>Oh, there were a lot of people who took the ideals of decolonization,
>democracy, human rights, and economic development very, very seriously
>indeed--practically everyone except the realist cabal in the State
>Department, in fact. An administration that believed that "we should cease
>to talk about vague and...unreal objectives such as human rights, the
>raising of living standards, and democratization" wouldn't have pursued the
>Marshall Plan; the creation of the IMF and the World Bank; the GATT to
>allow foreign exporters access to U.S. markets; much of U.S. post-WWII
>foreign policy up until the launching of the Korean War wa smade by people
>who considered objectives such as "human rights, the raising of living
>standards, and democratization" to be very, very real.
>
>That is what Noam Chomsky is trying to hide by claiming that George
>Kennan--a flint-eyed realist if there ever was one--was the "dovish wing"
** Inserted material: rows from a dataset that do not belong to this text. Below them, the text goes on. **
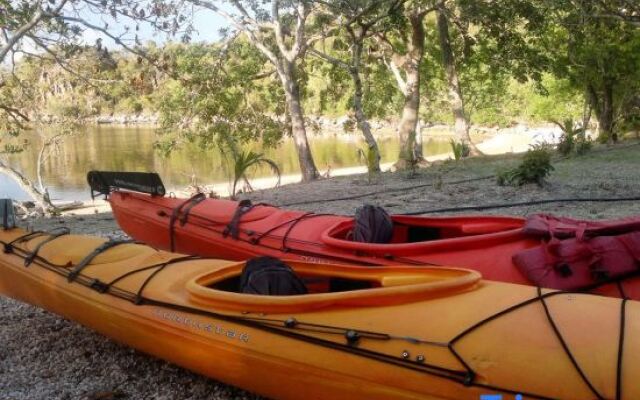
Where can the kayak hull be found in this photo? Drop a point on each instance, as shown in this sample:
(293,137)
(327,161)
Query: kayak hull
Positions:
(499,330)
(486,244)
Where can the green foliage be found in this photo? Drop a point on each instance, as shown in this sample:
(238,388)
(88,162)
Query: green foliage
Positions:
(535,167)
(370,158)
(215,98)
(573,138)
(460,149)
(243,162)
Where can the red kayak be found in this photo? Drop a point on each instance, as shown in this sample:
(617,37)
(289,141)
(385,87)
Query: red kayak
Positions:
(238,230)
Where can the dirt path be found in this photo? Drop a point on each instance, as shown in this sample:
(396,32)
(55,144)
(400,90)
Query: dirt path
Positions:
(43,356)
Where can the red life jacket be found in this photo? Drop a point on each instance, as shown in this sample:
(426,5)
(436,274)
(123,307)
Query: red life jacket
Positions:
(578,254)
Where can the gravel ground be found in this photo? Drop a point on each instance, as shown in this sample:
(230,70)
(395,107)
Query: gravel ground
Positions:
(43,356)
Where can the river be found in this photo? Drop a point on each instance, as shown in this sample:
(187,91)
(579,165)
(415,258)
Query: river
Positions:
(131,149)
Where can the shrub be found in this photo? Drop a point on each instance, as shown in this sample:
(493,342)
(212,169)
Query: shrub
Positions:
(573,138)
(583,146)
(535,167)
(460,149)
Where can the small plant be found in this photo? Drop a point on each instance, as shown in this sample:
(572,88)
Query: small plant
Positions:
(370,157)
(535,167)
(460,149)
(573,138)
(583,147)
(245,160)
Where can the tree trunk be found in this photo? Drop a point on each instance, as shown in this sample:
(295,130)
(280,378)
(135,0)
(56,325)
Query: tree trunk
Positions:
(363,123)
(607,117)
(602,104)
(418,146)
(461,126)
(40,198)
(411,66)
(292,93)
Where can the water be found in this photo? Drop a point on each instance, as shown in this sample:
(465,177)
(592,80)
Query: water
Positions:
(131,149)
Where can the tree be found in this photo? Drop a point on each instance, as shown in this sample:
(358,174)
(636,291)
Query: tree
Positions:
(405,47)
(456,97)
(280,33)
(359,20)
(47,30)
(218,97)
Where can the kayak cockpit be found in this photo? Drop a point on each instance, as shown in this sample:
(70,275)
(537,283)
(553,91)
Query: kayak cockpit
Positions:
(420,234)
(333,286)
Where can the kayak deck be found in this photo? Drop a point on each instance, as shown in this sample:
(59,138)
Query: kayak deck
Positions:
(453,337)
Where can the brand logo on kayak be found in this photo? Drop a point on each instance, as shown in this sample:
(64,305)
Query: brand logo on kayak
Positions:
(214,329)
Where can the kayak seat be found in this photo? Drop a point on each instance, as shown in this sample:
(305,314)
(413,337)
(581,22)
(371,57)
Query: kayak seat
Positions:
(270,276)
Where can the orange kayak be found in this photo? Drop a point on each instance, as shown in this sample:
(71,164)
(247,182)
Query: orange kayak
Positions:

>of the post-WWII American foreign policy establishment. He is trying to
>keep people from noticing that there ever was a guy named Harry Dexter
>White. He's trying to throw down the memory hole the historical memory of a
>powerful--and very effective--group that took very seriously indeed the
>ideals that Kennan thought naive.
>
>Chomsky's trying to hide the ball, and keep you from knowing the history as
>it really happened...
So why'd Kennan get the boot then? And just who were those doves who approved NSC-68? And why did Acheson call the beginning of the Korean war the most glorious two weeks in history?